Denuncian abusos por parte de autoridades dominicanas a haitianos

Droits Humains: Le Garr dénonce des abus commis sur des ressortissants haïtiens dans divers points frontaliers

Le Groupe d’appui aux rapatriés et réfugiés (Garr), condamne les abus dont sont victimes des ressortissants haïtiens de la part d’autorités dominicaines dans divers points frontaliers, dans une note transmise à AlterPresse.

Face à cette situation, le Garr « exhorte les autorités d’Haïti et de la République Dominicaine à travailler d’un commun accord pour doter les travailleurs transfrontaliers haïtiens d’un laisser-passer transfrontalier ».

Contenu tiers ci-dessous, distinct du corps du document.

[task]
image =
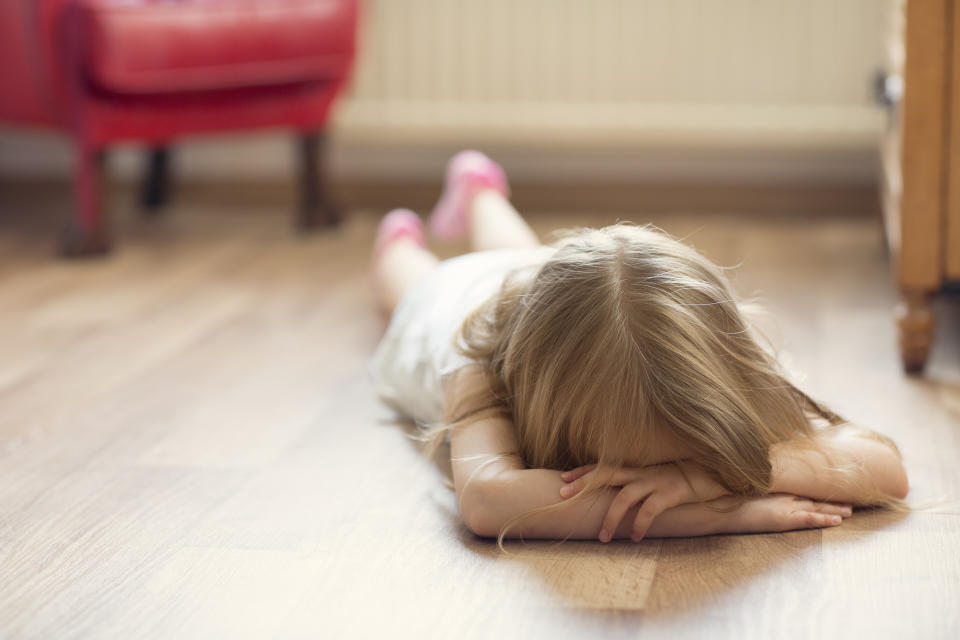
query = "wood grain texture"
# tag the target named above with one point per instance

Les autorités dominicaines sont encouragées à sensibiliser les militaires et les gardes dominicains sur la question, en vue du respect des droits des travailleurs transfrontaliers haïtiens.

Un animateur du Garr basé dans la zone, Jean Junior Bertho, a rapporté qu’un travailleur transfrontalier agricole haïtien, Louis Delva, a été attaqué à coup de pierre, le 11 février 2017, au point frontalier non officiel de Savavane Bombe/Cacica.

Cet incident malheureux est survenu au moment où le ressortissant haïtien originaire de Savane Bombe, 2ème section Boucan Bois Pin, de la commune de Cornillon Grand-Bois (Ouest), revenait de travailler à Cacica, République Dominicaine, indique-t-il.

Delva a été touché à la jambe par des pierres qu’un militaire dominicain lui a lancées pendant qu’il essayait de laisser l’autre côté de la frontière voisine pour rentrer en Haïti.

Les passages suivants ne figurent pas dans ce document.